La frase, con los años, cobra mayor vigencia. El sistema –el mundo, los grupos de poder, la tendencia global (llámenlo como quieran)- está empecinado en distraernos. En recargar con humor barato y caras concesiones nuestra rutinaria y repetitiva vida, plagándola de objetivos que consideramos patrones de éxito y cuya alegría al conseguirlos, sin embargo, resulta tan efímera que de inmediato queremos ir por algo más convencidos de estar viviendo (disparados como una flecha, diría un popular meme), sin darnos cuenta de que giramos estrepitosamente en el mismo lugar, como un perro persiguiendo su cola. El chucho cree perseguir algo desconocido e interesante, sin saber que solo persigue las postrimerías de su animalidad. La modernidad no ha creado reglas; ha impuesto patrones.
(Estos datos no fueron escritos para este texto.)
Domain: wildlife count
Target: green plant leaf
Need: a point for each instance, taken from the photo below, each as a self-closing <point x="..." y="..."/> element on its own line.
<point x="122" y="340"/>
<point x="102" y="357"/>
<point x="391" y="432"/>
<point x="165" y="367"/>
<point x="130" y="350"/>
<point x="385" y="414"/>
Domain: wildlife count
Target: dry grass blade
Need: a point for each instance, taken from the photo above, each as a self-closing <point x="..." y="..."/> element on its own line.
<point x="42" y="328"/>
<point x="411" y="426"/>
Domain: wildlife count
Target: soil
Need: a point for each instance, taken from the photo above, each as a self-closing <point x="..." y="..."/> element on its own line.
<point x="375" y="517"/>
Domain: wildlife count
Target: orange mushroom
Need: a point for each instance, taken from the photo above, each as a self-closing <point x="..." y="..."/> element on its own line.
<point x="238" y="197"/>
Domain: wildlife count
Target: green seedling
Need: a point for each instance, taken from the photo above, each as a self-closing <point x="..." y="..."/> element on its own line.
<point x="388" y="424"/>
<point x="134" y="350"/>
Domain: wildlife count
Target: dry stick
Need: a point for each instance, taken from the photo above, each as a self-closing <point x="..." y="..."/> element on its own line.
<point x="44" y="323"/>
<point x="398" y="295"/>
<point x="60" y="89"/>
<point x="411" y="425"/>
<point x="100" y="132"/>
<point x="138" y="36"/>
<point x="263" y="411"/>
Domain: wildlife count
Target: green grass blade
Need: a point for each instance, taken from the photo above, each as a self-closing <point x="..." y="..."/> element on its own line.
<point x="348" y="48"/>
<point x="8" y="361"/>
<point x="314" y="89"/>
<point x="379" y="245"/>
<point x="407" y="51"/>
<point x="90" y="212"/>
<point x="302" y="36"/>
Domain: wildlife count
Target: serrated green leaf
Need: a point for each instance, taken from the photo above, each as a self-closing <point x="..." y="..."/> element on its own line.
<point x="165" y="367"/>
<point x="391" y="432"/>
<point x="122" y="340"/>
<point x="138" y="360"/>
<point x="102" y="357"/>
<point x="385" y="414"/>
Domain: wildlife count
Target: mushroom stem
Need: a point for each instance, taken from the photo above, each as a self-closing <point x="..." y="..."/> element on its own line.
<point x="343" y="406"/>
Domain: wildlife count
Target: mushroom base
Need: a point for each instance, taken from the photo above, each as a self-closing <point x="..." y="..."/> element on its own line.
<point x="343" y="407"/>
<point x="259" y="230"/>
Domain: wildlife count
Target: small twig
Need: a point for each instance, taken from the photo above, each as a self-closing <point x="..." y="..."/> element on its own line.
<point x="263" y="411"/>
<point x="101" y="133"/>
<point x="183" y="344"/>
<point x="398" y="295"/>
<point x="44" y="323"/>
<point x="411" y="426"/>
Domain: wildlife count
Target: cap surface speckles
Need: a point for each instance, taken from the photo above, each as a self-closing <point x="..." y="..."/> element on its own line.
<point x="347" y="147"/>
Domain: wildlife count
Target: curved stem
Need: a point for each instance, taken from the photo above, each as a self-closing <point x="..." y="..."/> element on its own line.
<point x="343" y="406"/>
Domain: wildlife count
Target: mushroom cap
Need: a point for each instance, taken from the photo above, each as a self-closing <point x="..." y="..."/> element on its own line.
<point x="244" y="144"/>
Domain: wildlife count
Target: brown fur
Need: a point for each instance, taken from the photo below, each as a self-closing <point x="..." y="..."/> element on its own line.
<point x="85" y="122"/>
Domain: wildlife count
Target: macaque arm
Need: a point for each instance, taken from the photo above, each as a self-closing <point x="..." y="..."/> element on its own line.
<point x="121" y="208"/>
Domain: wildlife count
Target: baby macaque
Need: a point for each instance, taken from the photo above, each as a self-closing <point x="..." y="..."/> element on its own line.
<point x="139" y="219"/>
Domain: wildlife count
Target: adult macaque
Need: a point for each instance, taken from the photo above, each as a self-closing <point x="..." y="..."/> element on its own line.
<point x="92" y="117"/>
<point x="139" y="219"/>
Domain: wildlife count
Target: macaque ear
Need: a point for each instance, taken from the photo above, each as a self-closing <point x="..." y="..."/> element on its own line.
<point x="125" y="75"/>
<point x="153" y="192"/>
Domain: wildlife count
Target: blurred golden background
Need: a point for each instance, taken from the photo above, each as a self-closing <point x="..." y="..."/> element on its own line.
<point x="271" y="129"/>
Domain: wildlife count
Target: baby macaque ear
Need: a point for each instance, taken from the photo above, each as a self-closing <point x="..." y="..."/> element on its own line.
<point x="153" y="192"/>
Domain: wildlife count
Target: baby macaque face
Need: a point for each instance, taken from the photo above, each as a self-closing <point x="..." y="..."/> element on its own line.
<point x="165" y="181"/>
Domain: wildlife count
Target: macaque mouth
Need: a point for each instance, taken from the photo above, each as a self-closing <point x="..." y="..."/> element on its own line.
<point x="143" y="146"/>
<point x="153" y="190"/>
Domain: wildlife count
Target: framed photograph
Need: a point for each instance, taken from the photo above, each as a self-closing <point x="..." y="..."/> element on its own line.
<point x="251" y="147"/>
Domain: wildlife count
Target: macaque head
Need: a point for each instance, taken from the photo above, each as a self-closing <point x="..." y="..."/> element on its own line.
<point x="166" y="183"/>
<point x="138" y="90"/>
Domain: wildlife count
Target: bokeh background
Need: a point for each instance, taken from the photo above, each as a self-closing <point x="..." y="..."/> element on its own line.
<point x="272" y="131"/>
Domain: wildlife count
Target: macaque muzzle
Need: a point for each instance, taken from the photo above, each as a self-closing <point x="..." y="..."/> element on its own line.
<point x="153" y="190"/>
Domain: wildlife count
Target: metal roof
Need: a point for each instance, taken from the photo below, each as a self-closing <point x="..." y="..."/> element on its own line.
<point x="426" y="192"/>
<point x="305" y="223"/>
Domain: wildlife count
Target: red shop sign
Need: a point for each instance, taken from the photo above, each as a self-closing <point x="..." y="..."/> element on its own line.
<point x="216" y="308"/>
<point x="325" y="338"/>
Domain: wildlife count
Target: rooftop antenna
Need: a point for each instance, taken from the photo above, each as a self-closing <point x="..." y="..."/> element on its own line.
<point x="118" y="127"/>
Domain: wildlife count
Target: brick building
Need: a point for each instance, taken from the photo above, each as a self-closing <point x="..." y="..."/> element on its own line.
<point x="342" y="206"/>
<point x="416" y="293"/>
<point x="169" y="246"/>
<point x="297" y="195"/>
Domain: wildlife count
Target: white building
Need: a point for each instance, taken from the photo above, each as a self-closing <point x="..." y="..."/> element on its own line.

Ya no hay inspiración que valga sino obligaciones, una presión social que interroga y presiona cada vez que tiene la chance para conminarnos a ser parte del resto.

Compramos la idea de originalidad al ser parte de situaciones vendidas por el marketing como únicas, sin caer en cuenta que lo hace toda la gente. Compramos productos originales sin tener en cuenta que para su venta esos productos deben ser producidos a grandes escalas. La improvisación está condenada, la autenticidad enajena. Ya sabemos el libreto, lo recibimos cuando somos hijos, lo inculcamos cuando somos padres: Estudiar, graduarse, trabajar, diplomarse, trabajar, doctorarse, trabajar, jubilarse, morirse. Y en el intervalo endeudarse para poder, en un domingo o siete días de vacaciones, acceder a un fin de semana en un club o irnos de viaje para tomarnos fotos entre la arena y el sol, para posar con algún animal exótico o retratarnos en alguna ciudad moderna de la cual no nos llevamos más que el hecho de no estar en la rutina conminada, cuyo final casi siempre es la explosión traumática de la bandeja de entrada del E-mail al regresar a la oficina. La definición de aventura ha sido trastocada por una visita guiada –como quien pisa un zoológico- a cualquier rincón del mundo que podamos pagar, sin otro motivo que no sea distraernos y poder presumir de haber recorrido una parte del planeta, pero tal vez no haberlo interiorizado, pues quizá la experiencia de nuestro viaje solo pase de largo, como una de las tantas cosas adquiridas que adorna nuestro estatus, sin mover nada en nuestra mente ni transformarnos, simplemente distrayéndonos. El enriquecimiento que podríamos obtener –no solo por el gasto realizado, sino por la oportunidad de conocer otro entorno- es algo que pienso, todos deberíamos tener en cuenta, y bastaría hacer unas cuantas preguntas personales para saberlo: ¿Cuál fue mi verdadera experiencia? ¿Qué puedo contar de mi viaje que no le haya ocurrido al resto? ¿Qué cosa nueva le ha añadido a mi vida aparte de ochenta fotos preciosas en mi página de Facebook? ¿Qué libros, que música, que artistas traje conmigo?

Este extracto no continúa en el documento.